A letter home commence avec une lettre (« A letter home intro ») que Neil Young destine à sa défunte mère. Elle se veut humoristique et touchante. Il dit que grâce à la « boîte » de Jack (le Record Booth donc), il peut lui parler.

La chanson « Changes » la suit. C’est au départ un morceau blues/folk de Phil Ochs. Neil Young en fait une chanson plus émouvante de par sa voix, et plus rapide que son auteur originel, cependant, Ochs la joue en arpège qui apporte un coté plus mélancolique au morceau.

« Girl from the north country » de Bob Dylan (en duo avec Johnny Cash) arrive en troisième position.
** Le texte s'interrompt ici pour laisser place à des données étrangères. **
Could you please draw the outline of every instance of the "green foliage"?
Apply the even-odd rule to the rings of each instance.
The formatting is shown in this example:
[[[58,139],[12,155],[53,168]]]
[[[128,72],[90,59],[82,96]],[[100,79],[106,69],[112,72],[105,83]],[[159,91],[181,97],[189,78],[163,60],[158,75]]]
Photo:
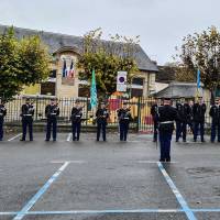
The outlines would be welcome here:
[[[0,35],[0,96],[11,99],[23,86],[41,82],[50,74],[50,57],[38,36],[19,41],[13,28]]]
[[[211,26],[202,33],[187,35],[183,40],[179,66],[185,68],[185,76],[196,79],[200,69],[201,81],[210,91],[220,86],[220,33]],[[187,77],[187,76],[186,76]]]
[[[135,45],[139,36],[133,38],[118,34],[111,36],[111,42],[102,41],[102,31],[97,29],[84,36],[84,54],[77,66],[82,69],[79,77],[91,80],[91,70],[96,70],[97,90],[99,97],[111,95],[117,88],[117,73],[128,72],[128,79],[138,72],[134,61]]]

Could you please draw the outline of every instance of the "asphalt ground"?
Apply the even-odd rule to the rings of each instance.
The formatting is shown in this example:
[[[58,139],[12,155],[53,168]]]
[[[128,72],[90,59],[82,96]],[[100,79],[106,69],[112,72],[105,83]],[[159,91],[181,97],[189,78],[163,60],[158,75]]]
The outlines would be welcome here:
[[[172,143],[172,163],[158,162],[151,135],[118,134],[45,142],[8,134],[0,142],[0,219],[220,219],[220,144]],[[208,138],[207,138],[208,141]]]

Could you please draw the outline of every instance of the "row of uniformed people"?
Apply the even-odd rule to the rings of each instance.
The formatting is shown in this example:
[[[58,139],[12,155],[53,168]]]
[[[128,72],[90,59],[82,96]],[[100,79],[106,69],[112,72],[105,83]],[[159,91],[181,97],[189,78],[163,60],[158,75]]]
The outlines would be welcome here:
[[[176,111],[178,120],[176,121],[176,142],[179,141],[180,136],[186,142],[187,125],[190,128],[194,134],[194,141],[197,142],[198,133],[200,131],[201,142],[205,142],[205,116],[207,106],[202,101],[202,97],[199,97],[198,101],[194,103],[193,100],[187,101],[182,98],[180,102],[176,103]],[[156,101],[151,108],[151,114],[154,121],[154,142],[157,140],[157,121],[158,102]],[[211,142],[213,143],[218,131],[218,142],[220,142],[220,98],[216,99],[215,105],[211,106],[209,114],[211,117]]]
[[[75,106],[72,108],[70,121],[72,121],[72,133],[73,141],[79,141],[81,120],[82,120],[82,109],[80,101],[76,100]],[[119,119],[119,129],[120,129],[120,141],[127,141],[129,124],[132,120],[129,105],[123,102],[123,107],[117,111]],[[0,99],[0,141],[3,139],[3,118],[7,114],[7,109]],[[20,141],[26,140],[26,131],[29,129],[30,141],[33,141],[33,116],[34,116],[34,106],[31,103],[30,99],[25,99],[25,103],[21,107],[21,118],[22,118],[22,138]],[[46,139],[45,141],[51,140],[51,134],[53,141],[56,141],[57,134],[57,118],[59,116],[59,107],[55,99],[51,99],[51,103],[45,108],[46,117]],[[102,133],[102,140],[106,141],[106,128],[108,124],[109,111],[106,108],[106,105],[100,103],[96,112],[96,122],[97,122],[97,141],[100,140],[100,134]]]

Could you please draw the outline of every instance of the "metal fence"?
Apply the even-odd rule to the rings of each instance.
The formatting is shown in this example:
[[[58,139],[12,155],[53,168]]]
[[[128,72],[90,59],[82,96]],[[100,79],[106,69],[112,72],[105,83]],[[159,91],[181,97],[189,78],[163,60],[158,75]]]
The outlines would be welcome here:
[[[95,125],[94,119],[96,116],[96,111],[90,108],[90,100],[88,98],[77,98],[80,100],[80,105],[82,108],[82,124],[84,125]],[[70,111],[75,103],[75,98],[61,98],[58,99],[58,107],[61,110],[61,114],[58,118],[59,124],[70,124]],[[108,99],[108,109],[110,112],[109,125],[118,125],[118,117],[117,110],[122,107],[123,98],[110,97]],[[174,100],[174,106],[177,99]],[[45,118],[45,107],[50,103],[50,98],[45,97],[32,97],[31,102],[34,105],[34,122],[35,123],[44,123]],[[131,127],[136,129],[140,132],[152,133],[153,132],[153,120],[151,116],[151,107],[155,102],[153,98],[132,98],[127,100],[131,108],[132,122]],[[24,103],[24,98],[16,98],[8,103],[6,103],[8,113],[6,117],[7,122],[20,123],[21,122],[21,106]],[[206,127],[210,127],[210,117],[209,117],[209,108],[210,103],[207,105],[207,114],[206,114]]]

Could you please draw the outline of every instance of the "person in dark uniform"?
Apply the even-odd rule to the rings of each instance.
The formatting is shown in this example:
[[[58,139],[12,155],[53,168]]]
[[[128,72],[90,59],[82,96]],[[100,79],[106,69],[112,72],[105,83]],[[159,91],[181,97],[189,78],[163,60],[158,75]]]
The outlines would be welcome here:
[[[151,108],[151,114],[154,122],[154,136],[153,142],[157,142],[157,129],[158,129],[158,121],[157,121],[157,113],[158,113],[158,99],[155,99],[155,103]]]
[[[183,124],[182,124],[182,133],[183,133],[183,142],[186,142],[186,135],[187,135],[187,125],[193,130],[193,109],[190,108],[187,100],[185,100],[185,103],[183,105]]]
[[[217,98],[216,105],[213,105],[209,111],[212,119],[211,121],[211,143],[215,143],[216,134],[218,131],[218,142],[220,142],[220,98]]]
[[[30,98],[26,98],[25,103],[21,107],[22,118],[22,138],[20,141],[26,140],[26,128],[29,127],[30,141],[33,141],[33,116],[34,106],[30,102]]]
[[[183,98],[182,98],[182,101],[183,101]],[[176,102],[176,111],[177,111],[178,119],[179,119],[176,121],[176,142],[178,142],[179,138],[182,136],[183,123],[184,123],[184,120],[183,120],[184,106],[183,106],[182,101]]]
[[[177,110],[170,106],[170,98],[165,98],[164,106],[158,108],[160,162],[170,162],[170,141],[174,131],[174,122],[177,120]]]
[[[100,139],[101,131],[103,141],[107,141],[106,128],[107,128],[107,120],[109,118],[109,112],[106,108],[105,102],[101,102],[100,107],[98,108],[96,112],[96,118],[97,118],[97,141],[99,141]]]
[[[82,117],[82,107],[80,101],[76,100],[75,106],[72,109],[72,132],[73,141],[79,141],[80,130],[81,130],[81,117]]]
[[[123,107],[118,110],[120,141],[127,141],[129,124],[131,121],[131,112],[129,105],[123,102]]]
[[[47,118],[45,141],[51,140],[52,128],[53,128],[53,141],[56,141],[57,117],[59,116],[59,108],[55,99],[51,99],[51,103],[46,106],[45,116]]]
[[[189,100],[188,105],[189,105],[189,114],[188,114],[187,123],[194,134],[194,101]]]
[[[3,120],[6,116],[7,116],[7,109],[0,97],[0,141],[3,140]]]
[[[198,102],[194,105],[193,113],[194,113],[194,141],[197,142],[198,131],[200,130],[201,142],[205,142],[204,133],[205,133],[205,114],[206,114],[206,103],[202,101],[202,97],[198,98]]]

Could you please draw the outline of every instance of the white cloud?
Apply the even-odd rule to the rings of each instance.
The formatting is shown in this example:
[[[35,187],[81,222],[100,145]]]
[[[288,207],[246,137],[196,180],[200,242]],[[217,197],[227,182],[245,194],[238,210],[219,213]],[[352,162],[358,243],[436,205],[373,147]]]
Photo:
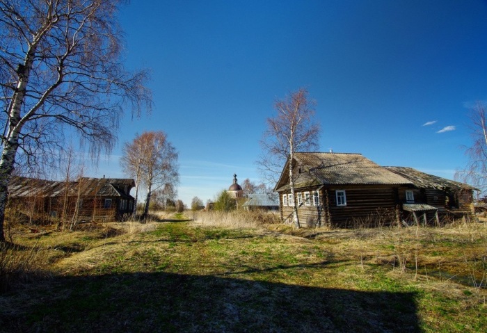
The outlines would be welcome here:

La version de Young  est plus rapide, de plus, il y ajoute aussi un harmonica, mais les deux chansons restent  très folks.

« Needle of death », que ce soit la version de Bert Jansch ou de Neil Young, reste une très bonne chanson. Si celle de Jansch est rythmée, Young la modifie quelque peu, en la jouant quelques tons au dessus, et la rend plus triste. De plus, il ajoute en début et en fin de chanson un sifflement qui accompagne la guitare. Deux chansons folks très réussies !
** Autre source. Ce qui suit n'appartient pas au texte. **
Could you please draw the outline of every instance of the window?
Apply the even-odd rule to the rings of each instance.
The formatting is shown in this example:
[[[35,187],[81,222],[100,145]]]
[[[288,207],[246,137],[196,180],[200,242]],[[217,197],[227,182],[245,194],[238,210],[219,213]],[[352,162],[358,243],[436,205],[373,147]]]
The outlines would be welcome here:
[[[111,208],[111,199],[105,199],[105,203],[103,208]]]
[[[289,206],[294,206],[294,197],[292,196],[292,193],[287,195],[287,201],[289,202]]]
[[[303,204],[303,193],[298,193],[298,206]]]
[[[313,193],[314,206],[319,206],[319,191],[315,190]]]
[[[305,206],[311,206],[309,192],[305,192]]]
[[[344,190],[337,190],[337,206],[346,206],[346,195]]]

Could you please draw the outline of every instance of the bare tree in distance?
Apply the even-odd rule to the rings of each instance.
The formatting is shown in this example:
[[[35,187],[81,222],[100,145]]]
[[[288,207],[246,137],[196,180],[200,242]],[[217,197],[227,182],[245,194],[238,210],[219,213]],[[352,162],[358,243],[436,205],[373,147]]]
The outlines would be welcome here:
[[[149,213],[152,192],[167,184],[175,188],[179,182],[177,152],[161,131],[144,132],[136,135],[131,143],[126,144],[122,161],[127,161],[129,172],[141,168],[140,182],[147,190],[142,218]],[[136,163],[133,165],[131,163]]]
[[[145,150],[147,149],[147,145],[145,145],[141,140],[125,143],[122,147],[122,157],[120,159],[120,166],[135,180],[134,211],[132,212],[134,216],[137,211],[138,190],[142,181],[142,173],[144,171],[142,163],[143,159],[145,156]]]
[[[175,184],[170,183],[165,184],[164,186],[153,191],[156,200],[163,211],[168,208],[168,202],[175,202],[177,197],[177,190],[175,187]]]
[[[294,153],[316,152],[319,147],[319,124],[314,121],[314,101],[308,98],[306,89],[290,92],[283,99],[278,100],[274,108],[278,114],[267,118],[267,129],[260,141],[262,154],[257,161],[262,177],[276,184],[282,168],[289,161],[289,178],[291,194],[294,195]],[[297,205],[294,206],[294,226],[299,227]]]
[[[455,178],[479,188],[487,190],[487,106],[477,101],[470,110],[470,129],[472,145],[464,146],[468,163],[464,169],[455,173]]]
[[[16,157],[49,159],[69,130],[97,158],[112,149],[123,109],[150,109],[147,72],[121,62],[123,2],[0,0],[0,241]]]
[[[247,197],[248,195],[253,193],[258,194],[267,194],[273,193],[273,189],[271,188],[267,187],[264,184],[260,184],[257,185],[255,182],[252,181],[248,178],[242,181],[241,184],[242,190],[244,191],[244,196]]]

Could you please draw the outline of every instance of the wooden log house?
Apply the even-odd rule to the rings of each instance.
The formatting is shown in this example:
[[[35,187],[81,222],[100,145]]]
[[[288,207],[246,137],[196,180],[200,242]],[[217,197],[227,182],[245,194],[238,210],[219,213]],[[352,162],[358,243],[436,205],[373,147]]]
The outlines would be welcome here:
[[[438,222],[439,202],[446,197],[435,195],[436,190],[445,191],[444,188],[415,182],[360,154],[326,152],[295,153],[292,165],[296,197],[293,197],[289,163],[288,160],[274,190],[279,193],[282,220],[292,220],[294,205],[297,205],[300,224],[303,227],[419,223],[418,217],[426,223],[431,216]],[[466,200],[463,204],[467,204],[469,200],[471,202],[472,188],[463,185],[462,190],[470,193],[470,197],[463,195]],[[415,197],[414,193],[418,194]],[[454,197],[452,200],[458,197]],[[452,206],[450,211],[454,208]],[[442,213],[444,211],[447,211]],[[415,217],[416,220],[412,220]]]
White et Young à l'émision américaine On the tonight show crédit : Douglas Gorenstain

White et Young à l’émision américaine On the tonight show
Crédit : Douglas Gorenstain

Young reprend deux chansons de Gordon Lightfoot. La première, « Early morning rain », musique enjouée et country de la part de Lightfoot, accompagnée de cordes, de basse et d’une guitare électrique devient, entre les mains de Neil Young, une chanson plus lente, plus douce, plus mélancolique. Seuls une guitare et un harmonica l’accompagnent.
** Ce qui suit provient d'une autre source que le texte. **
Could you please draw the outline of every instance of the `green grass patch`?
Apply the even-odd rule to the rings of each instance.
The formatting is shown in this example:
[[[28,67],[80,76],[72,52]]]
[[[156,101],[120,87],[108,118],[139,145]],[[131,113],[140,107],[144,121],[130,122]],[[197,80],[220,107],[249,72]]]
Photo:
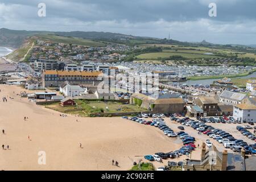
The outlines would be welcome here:
[[[248,75],[254,73],[254,72],[256,72],[256,69],[254,69],[250,72],[240,73],[240,74],[223,75],[209,76],[195,76],[195,77],[188,77],[187,79],[190,80],[200,80],[223,78],[225,77],[236,78],[236,77],[240,77],[248,76]]]
[[[105,44],[102,42],[73,37],[61,36],[56,35],[40,35],[38,36],[42,40],[52,41],[57,43],[72,44],[84,46],[104,46],[105,45]]]
[[[141,164],[141,168],[139,167],[139,164],[137,164],[133,166],[130,171],[155,171],[155,168],[152,163],[142,163]]]

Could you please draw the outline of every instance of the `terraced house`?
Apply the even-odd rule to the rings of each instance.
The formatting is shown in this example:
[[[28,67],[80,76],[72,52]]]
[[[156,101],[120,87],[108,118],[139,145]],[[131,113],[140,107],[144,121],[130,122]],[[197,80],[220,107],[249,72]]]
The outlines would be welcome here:
[[[68,81],[72,85],[97,85],[103,80],[102,72],[44,71],[43,86],[60,87]]]
[[[237,105],[241,104],[246,98],[246,94],[224,90],[220,95],[220,102],[228,105]]]

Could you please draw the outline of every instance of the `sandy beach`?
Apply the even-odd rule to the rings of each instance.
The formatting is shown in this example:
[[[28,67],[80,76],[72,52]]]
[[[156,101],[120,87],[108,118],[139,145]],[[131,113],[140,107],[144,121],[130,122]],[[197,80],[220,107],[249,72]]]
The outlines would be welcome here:
[[[181,146],[155,127],[119,118],[63,118],[20,98],[20,87],[0,89],[0,144],[10,146],[0,150],[1,170],[128,170],[133,160]],[[7,96],[14,99],[3,102]],[[46,165],[38,164],[40,151],[46,152]],[[113,166],[112,159],[120,167]]]

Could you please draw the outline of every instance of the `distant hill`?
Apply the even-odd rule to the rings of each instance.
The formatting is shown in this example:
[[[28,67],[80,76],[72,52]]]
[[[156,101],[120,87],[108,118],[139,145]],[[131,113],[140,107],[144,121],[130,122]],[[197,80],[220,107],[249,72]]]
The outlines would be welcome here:
[[[47,34],[49,32],[26,30],[0,29],[0,46],[11,47],[15,48],[22,45],[26,38],[35,34]]]
[[[175,40],[168,40],[166,39],[161,39],[155,38],[135,36],[131,35],[112,32],[95,31],[51,32],[43,31],[13,30],[7,28],[1,28],[0,46],[11,47],[18,48],[22,45],[22,43],[28,37],[33,36],[40,37],[42,35],[44,36],[46,35],[55,35],[62,37],[73,37],[97,42],[102,41],[113,42],[131,46],[143,44],[159,43],[187,44],[187,43],[183,43]]]

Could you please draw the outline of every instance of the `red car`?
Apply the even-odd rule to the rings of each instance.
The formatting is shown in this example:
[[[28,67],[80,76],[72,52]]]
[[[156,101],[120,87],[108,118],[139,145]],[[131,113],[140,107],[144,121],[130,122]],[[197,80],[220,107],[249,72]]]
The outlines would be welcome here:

La deuxième reprise de Lightfoot est « If you could read my mind », une chanson folk/country, où le chanteur renforce le côté dramatique en usant des arpèges et des cordes, tandis que Neil Young se contente de sa guitare et de sa voix qui prend aux tripes et apporte plus d’émotions à cette chanson. Une certaine mélancolie se dégage des deux versions.

La sixième chanson de l’album, « Crazy » est une reprise du cow-boy Willie Nelson. Alors que Nelson se la joue crooner en en faisant une chanson jazzy, avec piano, basse, chœurs, guitare électrique et batterie, le tout joué en triolet, Young se l’approprie en la transformant en une merveille folk, plus rapide que celle de Nelson, et en binaire cette fois. Les deux versions sont des bijoux à écouter absolument !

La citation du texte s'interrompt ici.